City Council passes paid sick leave bill

The City Council passed a bill Wednesday that will require businesses with 20 or more people to provide them at least five paid sick days a year starting next April.

The council voted 45 to 3 in support of the Earned Sick Time Act. The vote tally guarantees that the council can override the expected veto from Mayor Michael Bloomberg.

The bill is to take effect April 1, 2014. Eighteen months later, that law will extend to businesses with 15 or more workers.

The measure aims to remove a heavy burden on more than a million New Yorkers who had to choose between their health and their jobs, according to City Council Speaker Christine Quinn. “The council’s legislation provides this time to people who need the access to it,” she said.

Councilwoman Gale Brewer introduced the bill in 2009; however, several business groups, including the chambers of commerce from all five boroughs, said it would hurt mom and pop business owners who couldn’t afford to give the time off.

After parts of the bill were revised, such as the minimum number of employees, several groups like the Queens and Brooklyn chambers of commerce changed their position.

There are safeguards to prevent the bill from hurting struggling businesses since it will only be enacted if the city’s economy is sound, according to Quinn.

Quinn said the Independent Budget Office will determine this by seeing whether the City Coincident Economic Index is at or above its January 2012 level.

“The argument over paid sick time was always about common sense and fairness,” Brewer said.

The bill still has critics, the biggest being the mayor, who has repeatedly said he would veto the measure because it hurts small businesses. His office didn’t issue any statement following the vote.

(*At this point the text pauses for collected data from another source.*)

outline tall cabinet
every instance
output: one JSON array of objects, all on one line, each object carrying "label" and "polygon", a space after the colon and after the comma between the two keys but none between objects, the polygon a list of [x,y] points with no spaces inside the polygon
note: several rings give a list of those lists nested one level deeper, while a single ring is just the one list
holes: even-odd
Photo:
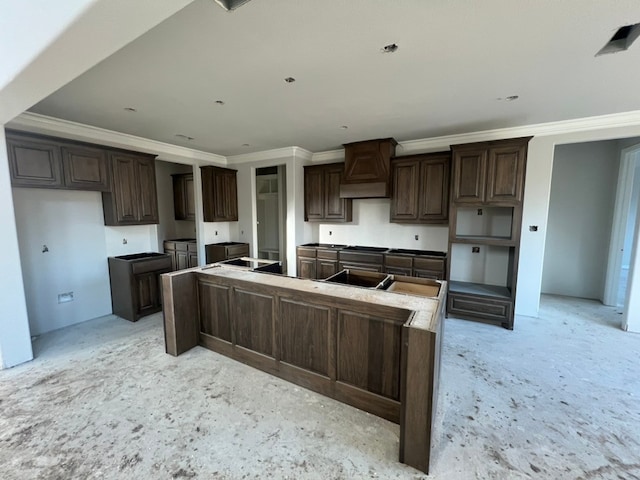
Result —
[{"label": "tall cabinet", "polygon": [[451,315],[513,329],[530,139],[451,147],[447,269]]}]

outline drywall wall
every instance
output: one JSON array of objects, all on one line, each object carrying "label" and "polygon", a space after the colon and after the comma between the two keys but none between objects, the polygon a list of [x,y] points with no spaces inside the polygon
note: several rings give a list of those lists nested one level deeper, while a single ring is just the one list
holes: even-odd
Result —
[{"label": "drywall wall", "polygon": [[[640,152],[640,147],[639,152]],[[629,214],[627,215],[627,227],[624,232],[624,246],[622,249],[622,268],[629,269],[631,265],[631,252],[633,250],[633,235],[636,228],[636,218],[638,216],[638,203],[640,203],[640,153],[636,153],[636,168],[633,175],[633,187],[631,190],[631,203]]]},{"label": "drywall wall", "polygon": [[[100,207],[102,208],[102,207]],[[130,225],[127,227],[105,227],[106,256],[130,253],[159,252],[157,225]]]},{"label": "drywall wall", "polygon": [[190,165],[156,160],[156,190],[158,192],[158,241],[172,238],[196,238],[195,220],[176,220],[173,205],[173,177],[176,173],[193,173]]},{"label": "drywall wall", "polygon": [[[14,188],[13,198],[31,334],[111,313],[100,193]],[[66,292],[73,301],[58,303]]]},{"label": "drywall wall", "polygon": [[[353,221],[321,223],[321,243],[367,245],[372,247],[417,248],[447,251],[449,228],[445,226],[405,225],[389,222],[388,198],[353,200]],[[416,235],[418,239],[416,240]]]},{"label": "drywall wall", "polygon": [[619,156],[616,141],[556,147],[543,293],[602,300]]},{"label": "drywall wall", "polygon": [[0,368],[33,358],[4,126],[0,125]]}]

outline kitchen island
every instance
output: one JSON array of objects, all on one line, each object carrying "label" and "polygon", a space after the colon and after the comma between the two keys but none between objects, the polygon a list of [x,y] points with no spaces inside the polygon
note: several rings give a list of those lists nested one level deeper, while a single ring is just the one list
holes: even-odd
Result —
[{"label": "kitchen island", "polygon": [[400,461],[428,473],[446,286],[392,280],[429,296],[220,265],[168,273],[166,351],[201,345],[399,423]]}]

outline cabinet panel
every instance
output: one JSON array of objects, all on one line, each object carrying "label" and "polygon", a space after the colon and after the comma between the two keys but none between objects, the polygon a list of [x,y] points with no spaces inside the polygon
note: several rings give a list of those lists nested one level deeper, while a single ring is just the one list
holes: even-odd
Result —
[{"label": "cabinet panel", "polygon": [[199,283],[198,290],[200,331],[231,342],[229,287]]},{"label": "cabinet panel", "polygon": [[281,361],[329,376],[330,311],[280,300]]},{"label": "cabinet panel", "polygon": [[181,173],[173,177],[173,211],[176,220],[195,220],[196,205],[193,174]]},{"label": "cabinet panel", "polygon": [[135,276],[137,305],[136,313],[144,316],[147,312],[161,308],[159,276],[155,272]]},{"label": "cabinet panel", "polygon": [[524,145],[489,149],[487,203],[522,201],[525,157]]},{"label": "cabinet panel", "polygon": [[418,181],[420,163],[394,161],[391,221],[414,221],[418,218]]},{"label": "cabinet panel", "polygon": [[337,380],[399,400],[401,326],[341,310],[337,338]]},{"label": "cabinet panel", "polygon": [[189,268],[189,252],[176,251],[176,268],[178,270]]},{"label": "cabinet panel", "polygon": [[77,190],[109,190],[109,169],[104,150],[67,145],[61,148],[64,183]]},{"label": "cabinet panel", "polygon": [[[138,186],[137,168],[134,157],[115,154],[111,157],[114,197],[114,223],[126,224],[138,222]],[[106,220],[106,219],[105,219]]]},{"label": "cabinet panel", "polygon": [[273,297],[236,289],[236,344],[273,356]]},{"label": "cabinet panel", "polygon": [[316,277],[316,259],[307,257],[298,257],[297,273],[300,278],[317,278]]},{"label": "cabinet panel", "polygon": [[304,169],[304,219],[324,220],[324,171],[318,167]]},{"label": "cabinet panel", "polygon": [[327,260],[327,259],[318,259],[316,260],[316,277],[324,280],[325,278],[330,277],[338,273],[338,261],[337,260]]},{"label": "cabinet panel", "polygon": [[[327,220],[345,221],[347,219],[347,204],[351,210],[351,199],[340,198],[343,167],[340,163],[327,166],[324,169],[324,218]],[[350,214],[348,216],[351,217]]]},{"label": "cabinet panel", "polygon": [[418,218],[443,223],[449,218],[449,157],[420,163]]},{"label": "cabinet panel", "polygon": [[382,264],[380,265],[375,265],[372,263],[357,263],[357,262],[350,262],[350,261],[340,261],[338,262],[338,269],[339,270],[345,270],[345,269],[353,269],[353,270],[364,270],[365,272],[382,272],[383,267]]},{"label": "cabinet panel", "polygon": [[189,268],[198,266],[198,254],[195,252],[189,252],[188,265]]},{"label": "cabinet panel", "polygon": [[62,187],[60,149],[55,142],[7,135],[7,153],[14,187]]},{"label": "cabinet panel", "polygon": [[454,151],[453,201],[456,203],[484,202],[486,149]]},{"label": "cabinet panel", "polygon": [[153,158],[137,158],[138,205],[141,223],[158,223],[158,198],[156,194],[156,168]]}]

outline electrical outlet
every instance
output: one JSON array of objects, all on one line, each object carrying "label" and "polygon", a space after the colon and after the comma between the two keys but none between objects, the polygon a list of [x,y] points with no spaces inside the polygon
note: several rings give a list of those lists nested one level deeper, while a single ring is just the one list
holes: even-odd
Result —
[{"label": "electrical outlet", "polygon": [[478,209],[478,215],[482,215],[482,209],[481,208]]},{"label": "electrical outlet", "polygon": [[413,238],[415,238],[416,240],[420,239],[420,235],[415,235]]},{"label": "electrical outlet", "polygon": [[122,244],[123,244],[123,245],[126,245],[126,244],[127,244],[127,239],[126,239],[126,238],[123,238],[123,239],[122,239]]},{"label": "electrical outlet", "polygon": [[471,247],[471,253],[480,253],[480,247]]},{"label": "electrical outlet", "polygon": [[216,235],[218,235],[218,230],[216,230],[216,233],[215,233],[215,234],[216,234]]},{"label": "electrical outlet", "polygon": [[538,226],[537,225],[529,225],[529,231],[530,232],[537,232],[538,231]]},{"label": "electrical outlet", "polygon": [[329,236],[333,235],[333,232],[331,230],[329,230]]},{"label": "electrical outlet", "polygon": [[65,292],[58,294],[58,303],[73,302],[73,292]]}]

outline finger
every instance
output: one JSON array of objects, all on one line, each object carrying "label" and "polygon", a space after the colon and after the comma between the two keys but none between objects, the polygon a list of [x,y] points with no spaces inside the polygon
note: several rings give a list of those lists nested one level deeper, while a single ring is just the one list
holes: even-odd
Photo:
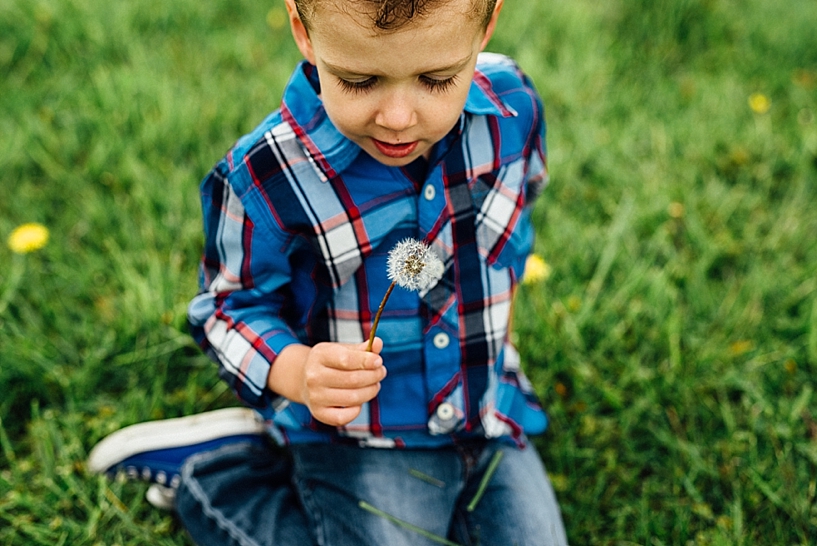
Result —
[{"label": "finger", "polygon": [[348,408],[320,408],[312,412],[312,416],[327,425],[342,427],[348,425],[360,415],[360,406]]},{"label": "finger", "polygon": [[309,391],[309,403],[311,406],[359,406],[378,392],[380,382],[351,389],[322,386]]},{"label": "finger", "polygon": [[[360,351],[366,351],[368,349],[368,347],[369,347],[369,342],[368,341],[364,341],[360,345],[355,346],[355,348],[360,350]],[[383,350],[383,340],[381,338],[375,336],[374,343],[372,343],[372,350],[369,351],[369,352],[372,352],[374,354],[380,354],[380,351],[382,351],[382,350]]]},{"label": "finger", "polygon": [[386,377],[386,367],[373,370],[338,370],[323,368],[320,374],[307,379],[307,385],[314,389],[360,389],[376,385]]},{"label": "finger", "polygon": [[383,365],[383,358],[375,353],[360,350],[359,345],[327,343],[315,345],[316,358],[322,365],[337,370],[374,370]]},{"label": "finger", "polygon": [[323,365],[310,366],[305,370],[304,399],[320,400],[322,405],[352,405],[327,402],[325,393],[331,390],[355,390],[378,385],[386,377],[386,367],[373,370],[344,370]]},{"label": "finger", "polygon": [[382,367],[383,357],[377,354],[377,352],[367,351],[365,344],[363,345],[363,349],[349,351],[349,369],[376,370]]},{"label": "finger", "polygon": [[322,389],[312,393],[310,407],[352,407],[361,406],[377,396],[380,384],[360,389]]}]

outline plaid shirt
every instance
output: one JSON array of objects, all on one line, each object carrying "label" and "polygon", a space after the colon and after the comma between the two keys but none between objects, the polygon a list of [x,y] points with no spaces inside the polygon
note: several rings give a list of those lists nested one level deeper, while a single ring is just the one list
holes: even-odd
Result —
[{"label": "plaid shirt", "polygon": [[[281,108],[204,179],[202,291],[189,319],[238,397],[280,442],[431,447],[518,443],[545,415],[508,342],[511,300],[532,246],[530,204],[546,181],[541,102],[513,61],[480,55],[459,123],[431,153],[385,166],[341,135],[314,67]],[[378,335],[388,376],[344,427],[267,387],[292,343],[362,342],[385,293],[388,252],[407,237],[445,266],[424,293],[395,288]]]}]

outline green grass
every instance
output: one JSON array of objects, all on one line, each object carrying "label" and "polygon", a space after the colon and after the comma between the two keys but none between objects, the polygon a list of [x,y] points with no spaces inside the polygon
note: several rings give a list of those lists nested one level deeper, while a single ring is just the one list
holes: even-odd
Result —
[{"label": "green grass", "polygon": [[[281,10],[0,4],[0,237],[52,235],[0,246],[0,543],[189,544],[82,463],[232,403],[184,327],[197,185],[279,103]],[[573,544],[817,542],[815,28],[810,0],[507,2],[491,49],[544,97],[552,174],[516,336]]]}]

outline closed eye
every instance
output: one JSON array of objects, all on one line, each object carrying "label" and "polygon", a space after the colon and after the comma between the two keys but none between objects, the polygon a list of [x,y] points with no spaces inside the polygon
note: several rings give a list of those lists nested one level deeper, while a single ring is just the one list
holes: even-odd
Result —
[{"label": "closed eye", "polygon": [[338,85],[340,85],[341,89],[346,91],[347,93],[363,93],[368,91],[377,83],[377,78],[372,76],[371,78],[366,78],[365,80],[361,81],[351,81],[351,80],[344,80],[343,78],[338,78]]},{"label": "closed eye", "polygon": [[[420,83],[432,93],[445,93],[448,91],[457,81],[457,76],[451,76],[450,78],[438,79],[438,78],[431,78],[429,76],[420,76],[419,78]],[[371,78],[366,78],[365,80],[355,81],[355,80],[344,80],[343,78],[337,79],[338,85],[343,89],[343,91],[352,94],[359,94],[365,93],[372,89],[375,85],[377,85],[377,78],[372,76]]]}]

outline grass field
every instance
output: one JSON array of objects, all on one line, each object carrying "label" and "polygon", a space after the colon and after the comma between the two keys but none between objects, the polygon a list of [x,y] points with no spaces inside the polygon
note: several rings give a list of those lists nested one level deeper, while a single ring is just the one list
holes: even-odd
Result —
[{"label": "grass field", "polygon": [[[515,324],[575,545],[817,543],[813,0],[506,0],[548,111]],[[197,186],[279,104],[283,2],[0,3],[0,544],[189,544],[102,436],[232,404]]]}]

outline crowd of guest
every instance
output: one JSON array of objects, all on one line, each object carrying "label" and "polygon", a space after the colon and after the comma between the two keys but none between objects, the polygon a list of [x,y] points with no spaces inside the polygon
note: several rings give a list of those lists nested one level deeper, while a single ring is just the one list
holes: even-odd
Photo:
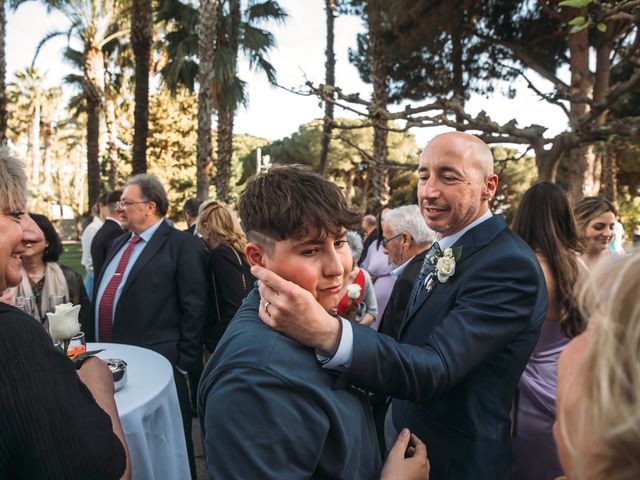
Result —
[{"label": "crowd of guest", "polygon": [[[159,180],[136,175],[93,207],[83,281],[58,263],[51,221],[26,213],[24,173],[3,149],[0,370],[11,387],[0,410],[18,420],[0,435],[0,478],[130,476],[110,373],[90,359],[76,374],[47,341],[57,296],[81,305],[88,341],[169,360],[192,478],[194,416],[210,478],[639,476],[639,254],[616,243],[611,202],[572,207],[550,182],[525,192],[507,227],[488,210],[487,150],[466,134],[436,137],[418,205],[363,218],[331,182],[272,167],[238,213],[189,199],[184,231],[166,220]],[[454,191],[440,169],[473,188]],[[13,307],[24,298],[35,321]],[[97,431],[80,432],[77,412]],[[60,438],[35,438],[38,422],[70,422],[95,451],[59,454]]]}]

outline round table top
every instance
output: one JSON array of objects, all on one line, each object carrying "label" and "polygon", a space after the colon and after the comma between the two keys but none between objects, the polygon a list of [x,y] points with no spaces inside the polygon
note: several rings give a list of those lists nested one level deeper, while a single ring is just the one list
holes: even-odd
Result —
[{"label": "round table top", "polygon": [[127,363],[127,383],[115,393],[120,417],[157,397],[173,382],[171,364],[152,350],[118,343],[87,344],[87,351],[99,349],[104,351],[98,353],[98,357],[119,358]]}]

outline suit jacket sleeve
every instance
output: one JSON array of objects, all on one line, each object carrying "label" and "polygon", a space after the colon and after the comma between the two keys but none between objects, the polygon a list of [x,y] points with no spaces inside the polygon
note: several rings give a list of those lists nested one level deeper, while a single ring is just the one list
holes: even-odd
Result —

Public Advocate Bill de Blasio criticized Quinn, his opponent in the Democratic primary for the mayoral election, for not bringing the bill to a vote earlier. “Today is a step forward, but it’s one that has come years late because of Speaker Quinn’s obstruction,” he said in a statement.

Quinn said she was initially against the bill when it was first introduced because the economy was still in bad shape and now was the perfect time to introduce the measure. “We did this in a way that was fair to small businesses,” she said.